Simply put, a sepoy was part of the Army of the Ottoman Empire, specifically one of its elite cavalry troops that was in the Group of Six. Divisions of the Cavalry.
The Army of the Ottoman Empire was one of the fundamental elements of the dominance that the Ottoman Turkish Empire had over various parts of the European continent, specifically the Balkans, and the Middle East in a long stage of history that spanned from the 15th century to the 19th century. XX. His organization relied on a system of recruitment complex and feudal possessions that compensated for support at the military level.
Later, the term began to be used to refer to a native soldier of the India that, in the 18th centuries and XIX, fulfilled functions for Britain, Portugal and France. These were people born in the Suburb that were recruited by the European armies.
By extension to this meaning, the notion of sepoy began to be used to name an individual who, for ideological reasons or in exchange for money, defends foreign or foreign interests. In this sense, a sepoy is a kind of mercenary or “hired henchman.”
This last expression represents the use that is given to the term frequently in the Basque Country, where it has a clear derogatory connotation. In fact, some people in the Basque Autonomous Community call autonomous police officers sepoys, the so-called Ertzaintza, to refer to the fact that they are officers of Basque origin, unlike the others (the national police and the civil guards), and that nevertheless they follow the orders of a government that does not represent them.

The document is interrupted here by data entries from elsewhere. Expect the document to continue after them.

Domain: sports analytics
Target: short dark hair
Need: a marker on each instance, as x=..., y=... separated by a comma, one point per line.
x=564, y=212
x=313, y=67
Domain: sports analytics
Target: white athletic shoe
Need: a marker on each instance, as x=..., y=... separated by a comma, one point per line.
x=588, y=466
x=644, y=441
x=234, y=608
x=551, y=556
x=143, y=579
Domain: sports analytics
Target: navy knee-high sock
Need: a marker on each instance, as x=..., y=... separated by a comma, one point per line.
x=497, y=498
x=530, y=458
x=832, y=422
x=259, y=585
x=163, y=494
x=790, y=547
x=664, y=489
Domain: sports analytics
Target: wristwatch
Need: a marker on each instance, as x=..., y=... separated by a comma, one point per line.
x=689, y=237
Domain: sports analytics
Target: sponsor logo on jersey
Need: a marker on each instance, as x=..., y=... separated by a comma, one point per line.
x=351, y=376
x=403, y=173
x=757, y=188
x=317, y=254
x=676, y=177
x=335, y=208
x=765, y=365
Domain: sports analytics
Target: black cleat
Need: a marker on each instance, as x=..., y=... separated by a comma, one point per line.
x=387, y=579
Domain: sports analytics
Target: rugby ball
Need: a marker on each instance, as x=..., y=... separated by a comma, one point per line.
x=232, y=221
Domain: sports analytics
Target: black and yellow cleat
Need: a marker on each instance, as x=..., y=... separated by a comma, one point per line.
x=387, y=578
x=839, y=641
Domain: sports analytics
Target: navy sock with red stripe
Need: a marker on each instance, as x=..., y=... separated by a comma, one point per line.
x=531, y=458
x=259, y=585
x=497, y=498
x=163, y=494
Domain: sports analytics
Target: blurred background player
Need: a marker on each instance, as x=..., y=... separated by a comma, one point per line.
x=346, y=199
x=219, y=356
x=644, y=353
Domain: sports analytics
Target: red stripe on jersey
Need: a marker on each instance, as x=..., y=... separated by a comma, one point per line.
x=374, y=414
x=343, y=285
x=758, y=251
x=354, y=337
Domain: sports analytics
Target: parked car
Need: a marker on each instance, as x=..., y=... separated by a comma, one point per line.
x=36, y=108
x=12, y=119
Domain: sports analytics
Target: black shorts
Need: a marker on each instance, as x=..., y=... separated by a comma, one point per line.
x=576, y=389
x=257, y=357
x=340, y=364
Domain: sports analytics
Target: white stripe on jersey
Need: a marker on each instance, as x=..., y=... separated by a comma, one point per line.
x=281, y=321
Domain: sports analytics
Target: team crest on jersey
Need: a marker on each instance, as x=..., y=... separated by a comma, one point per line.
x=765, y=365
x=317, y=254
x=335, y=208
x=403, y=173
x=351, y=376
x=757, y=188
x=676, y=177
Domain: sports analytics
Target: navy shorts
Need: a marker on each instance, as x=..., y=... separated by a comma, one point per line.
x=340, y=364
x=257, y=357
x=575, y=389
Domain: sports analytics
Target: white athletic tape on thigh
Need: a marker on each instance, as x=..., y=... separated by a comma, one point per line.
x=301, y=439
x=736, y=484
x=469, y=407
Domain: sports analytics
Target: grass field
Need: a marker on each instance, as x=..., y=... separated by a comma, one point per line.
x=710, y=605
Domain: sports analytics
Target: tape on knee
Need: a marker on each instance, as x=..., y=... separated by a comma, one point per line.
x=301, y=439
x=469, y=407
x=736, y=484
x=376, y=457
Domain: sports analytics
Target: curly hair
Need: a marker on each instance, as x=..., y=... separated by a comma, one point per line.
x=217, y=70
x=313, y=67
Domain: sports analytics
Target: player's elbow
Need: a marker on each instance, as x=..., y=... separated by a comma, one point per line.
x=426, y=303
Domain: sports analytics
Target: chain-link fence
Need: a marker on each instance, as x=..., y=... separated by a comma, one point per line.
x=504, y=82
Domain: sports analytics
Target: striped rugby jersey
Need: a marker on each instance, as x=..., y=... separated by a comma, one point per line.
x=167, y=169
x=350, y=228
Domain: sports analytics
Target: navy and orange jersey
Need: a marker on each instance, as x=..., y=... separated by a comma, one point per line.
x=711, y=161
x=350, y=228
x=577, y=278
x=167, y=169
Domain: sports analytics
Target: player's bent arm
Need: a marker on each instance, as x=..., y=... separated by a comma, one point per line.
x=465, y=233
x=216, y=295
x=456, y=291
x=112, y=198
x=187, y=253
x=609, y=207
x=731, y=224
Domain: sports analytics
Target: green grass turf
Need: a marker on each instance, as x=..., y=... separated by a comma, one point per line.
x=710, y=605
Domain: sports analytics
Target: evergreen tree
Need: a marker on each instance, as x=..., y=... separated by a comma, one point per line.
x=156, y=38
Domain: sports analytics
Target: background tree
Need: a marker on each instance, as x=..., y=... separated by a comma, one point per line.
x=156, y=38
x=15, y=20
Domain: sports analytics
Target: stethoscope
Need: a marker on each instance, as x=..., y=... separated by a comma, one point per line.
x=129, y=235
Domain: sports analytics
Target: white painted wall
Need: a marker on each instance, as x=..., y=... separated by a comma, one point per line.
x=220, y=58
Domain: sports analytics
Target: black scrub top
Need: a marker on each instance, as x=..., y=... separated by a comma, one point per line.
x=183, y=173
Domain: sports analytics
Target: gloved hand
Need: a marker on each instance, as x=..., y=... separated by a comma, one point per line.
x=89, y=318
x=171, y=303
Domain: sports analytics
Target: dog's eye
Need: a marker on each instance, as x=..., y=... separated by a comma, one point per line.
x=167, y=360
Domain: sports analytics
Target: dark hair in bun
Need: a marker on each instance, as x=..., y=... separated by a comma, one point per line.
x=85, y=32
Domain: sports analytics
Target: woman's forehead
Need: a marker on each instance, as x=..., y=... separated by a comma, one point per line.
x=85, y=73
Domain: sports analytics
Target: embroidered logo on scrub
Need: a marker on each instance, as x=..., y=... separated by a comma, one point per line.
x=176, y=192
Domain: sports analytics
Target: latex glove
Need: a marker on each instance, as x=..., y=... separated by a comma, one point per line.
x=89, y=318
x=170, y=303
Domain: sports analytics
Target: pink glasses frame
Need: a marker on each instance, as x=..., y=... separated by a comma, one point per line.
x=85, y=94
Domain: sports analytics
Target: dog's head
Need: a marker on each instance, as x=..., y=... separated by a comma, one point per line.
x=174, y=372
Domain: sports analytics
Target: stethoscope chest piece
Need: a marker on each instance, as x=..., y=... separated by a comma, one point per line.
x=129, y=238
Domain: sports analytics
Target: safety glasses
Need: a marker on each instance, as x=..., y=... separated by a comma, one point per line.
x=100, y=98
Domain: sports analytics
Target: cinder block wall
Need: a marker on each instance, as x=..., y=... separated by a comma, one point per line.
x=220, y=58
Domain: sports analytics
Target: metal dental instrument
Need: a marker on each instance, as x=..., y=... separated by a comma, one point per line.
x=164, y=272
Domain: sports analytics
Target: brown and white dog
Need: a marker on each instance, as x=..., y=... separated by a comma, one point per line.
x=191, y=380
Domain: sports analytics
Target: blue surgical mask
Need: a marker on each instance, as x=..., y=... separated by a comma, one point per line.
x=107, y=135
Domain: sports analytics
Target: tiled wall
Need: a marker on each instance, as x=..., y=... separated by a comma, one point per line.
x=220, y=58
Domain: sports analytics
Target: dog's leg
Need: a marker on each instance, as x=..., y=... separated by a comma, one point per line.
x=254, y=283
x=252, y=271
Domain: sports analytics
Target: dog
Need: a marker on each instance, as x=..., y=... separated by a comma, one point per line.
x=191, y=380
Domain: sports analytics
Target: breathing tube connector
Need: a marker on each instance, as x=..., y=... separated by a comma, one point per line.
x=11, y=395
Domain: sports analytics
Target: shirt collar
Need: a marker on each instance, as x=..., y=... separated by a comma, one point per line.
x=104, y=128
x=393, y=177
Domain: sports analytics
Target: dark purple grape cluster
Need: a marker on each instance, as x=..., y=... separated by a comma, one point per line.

Returning to the origin of the word «sepoy», it is known that it comes from the term «soldier» in the Persian language and that its status was similar to that of the gentlemen of Medieval Europe. This soldier possessed the title of a fiefdom that was granted to him directly by the Ottoman Sultan, in addition to enjoying the right to any income that this produced him as long as he fulfilled his obligations in the military sphere. The fiefdom was called “scam” and the peasants who originally worked it continued to do so when it passed to the sepoy.
It is believed that the military corps of the first sepoys was founded in the time of the reign of Mehmed II, who was also known as “the Conqueror.” It is about an Ottoman Sultan who lived in the middle of the 15th century; throughout his tenure he was responsible for the taking of Constantinople and the last fall of the Empire Byzantine.
This ancient army was the most numerous within the six cavalry divisions mentioned above, and complemented the Janissaries: while they were fighting horse, the latter did it on foot. On the other hand, the sepoys were the ones in charge of collecting taxes in times of peace.
On Latin America sepoy is often called intellectual or to political leader that privileges the interests of the powers instead of protecting local or national autonomy. Usually a sepoy is in favor of ideas and politics from USA.
Suppose the president of a country South American decides to invest thousands of pesos to celebrate the Independence Day from USA, organizing a reception for the ambassador and hundreds of other guests. On the other hand, for this same president, the Independence Day of his nation goes almost unnoticed, limiting himself to making a greeting known through the media. This decision to exalt the American and to take away its national significance makes many define the president in question as a sepoy.